Pretty much all I'm trying to accomplish is I have some contractors that need to make a secure connection to a bank. The bank will only accept connections from a listed static IP. All the contractors are working from home dynamic IPs. so I was setting up a VPN for them to tunnel through on a static IP. ... Would like to hear any suggestions someone may have about the setup I used such as if there is a better way I should have done this?

Yes, there is a very easy way to do this. Use SSH. Your Ubuntu server is undoubtedly already running it. You just need to configure and secure it sufficiently to your tastes. At a minimum, use good passwords. If you can set it up, use RSA keys instead and turn passwords off.

Then on the windows clients, have them use PUTTY and create a "tunnel" (there is a section in the menu for that) and have them create a socks proxy (tunnel) to on a port such as 9999 and connect to your SSH server.

Then open the web browser, go to connections, and select SOCKS PROXY on localhost and voila, they will magically appear as browsing from your server, not their location.

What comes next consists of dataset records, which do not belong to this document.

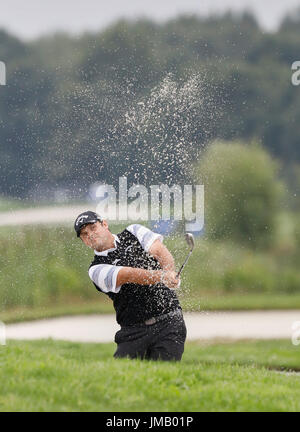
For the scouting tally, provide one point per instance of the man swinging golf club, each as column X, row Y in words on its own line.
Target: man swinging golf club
column 137, row 272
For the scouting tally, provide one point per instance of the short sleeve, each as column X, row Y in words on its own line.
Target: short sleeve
column 145, row 236
column 105, row 277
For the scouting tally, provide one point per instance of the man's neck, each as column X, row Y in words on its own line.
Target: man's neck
column 110, row 245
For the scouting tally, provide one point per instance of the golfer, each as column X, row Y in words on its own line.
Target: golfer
column 137, row 272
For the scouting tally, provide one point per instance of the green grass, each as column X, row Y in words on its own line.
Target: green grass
column 61, row 376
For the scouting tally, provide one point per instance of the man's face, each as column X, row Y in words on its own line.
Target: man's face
column 96, row 236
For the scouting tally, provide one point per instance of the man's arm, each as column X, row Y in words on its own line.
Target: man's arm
column 163, row 256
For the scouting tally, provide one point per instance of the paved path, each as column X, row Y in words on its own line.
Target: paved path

There are a bazillion how to documents on how to do this. Just find one that looks good to you.
otkaz (TechnicalUser)
26 May 12 9:37
Thanks for the responce. I've setup a socks proxy before the problem i have is this is what they are using to make a secure connection to the bank. The bank uses a ip whitelist. Thats why i have to have a static ip. Can you easily chain a socks proxy in windows? I know this can easily be accomplished in linux but im not a windows user and didnt think it was possible. Also the contractors are not very computer literate so i need a one click solution for them to make the connection.